The vast combination of microorganisms that live in our gut – known as our microbiome – also have significant effects on our health and well-being, despite their small size. In fact, the microbiome is often referred to as the “second brain” because of the extensive relationship it has with the organs and systems of the body.
One particular role played by the microbes in our gut is to support immune function. They help control inflammation, a process the immune system uses to protect itself from harmful pathogens. Ensuring a healthy microbiome can improve immune function.

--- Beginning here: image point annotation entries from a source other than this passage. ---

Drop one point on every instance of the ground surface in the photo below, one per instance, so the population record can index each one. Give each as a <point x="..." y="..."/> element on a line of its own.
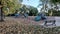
<point x="13" y="25"/>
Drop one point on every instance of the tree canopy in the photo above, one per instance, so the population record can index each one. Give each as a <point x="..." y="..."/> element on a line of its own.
<point x="9" y="6"/>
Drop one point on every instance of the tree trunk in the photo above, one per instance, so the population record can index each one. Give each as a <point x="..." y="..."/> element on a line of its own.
<point x="1" y="13"/>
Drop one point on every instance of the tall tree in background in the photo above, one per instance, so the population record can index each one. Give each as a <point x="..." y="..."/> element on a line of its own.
<point x="11" y="4"/>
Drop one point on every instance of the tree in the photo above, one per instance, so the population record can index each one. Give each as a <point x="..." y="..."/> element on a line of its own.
<point x="33" y="11"/>
<point x="11" y="4"/>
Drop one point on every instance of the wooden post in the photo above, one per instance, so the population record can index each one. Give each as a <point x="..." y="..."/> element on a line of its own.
<point x="1" y="12"/>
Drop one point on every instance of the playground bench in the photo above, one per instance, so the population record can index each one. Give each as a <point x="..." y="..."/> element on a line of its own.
<point x="50" y="20"/>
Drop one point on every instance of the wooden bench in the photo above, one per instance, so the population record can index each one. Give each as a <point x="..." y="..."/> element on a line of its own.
<point x="50" y="20"/>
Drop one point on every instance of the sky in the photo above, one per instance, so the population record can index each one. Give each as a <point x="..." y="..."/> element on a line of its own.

There are many ways we can support our microbiome through the foods we eat. For example, research has shown that the Mediterranean diet, which is rich in vitamins, minerals and fiber, has an anti-inflammatory effect in the gut, which can help boost the body’s immune function.

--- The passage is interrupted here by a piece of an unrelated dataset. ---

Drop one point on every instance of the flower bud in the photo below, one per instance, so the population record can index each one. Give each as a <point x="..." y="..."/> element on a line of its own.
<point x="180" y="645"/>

This effect can be explained by a strain of bacteria known as Faecalibacterium prausnitzii which is key to immune regulation. This bacteria tends to be low in the Western diet but abundant in the Mediterranean diet. You should also avoid too much refined grains, sugars, and animal fats, which can increase inflammation in the body and weaken the immune response.
Probiotics (supplementary mixtures of live bacteria) may also have benefits. Research has even shown a probiotic blend of bacterial strains Lactiplantibacillus plantarumand and Pediococcus acidilactici reduced the amount of virus detected in the nose and lungs as well as the duration of symptoms in patients with COVID.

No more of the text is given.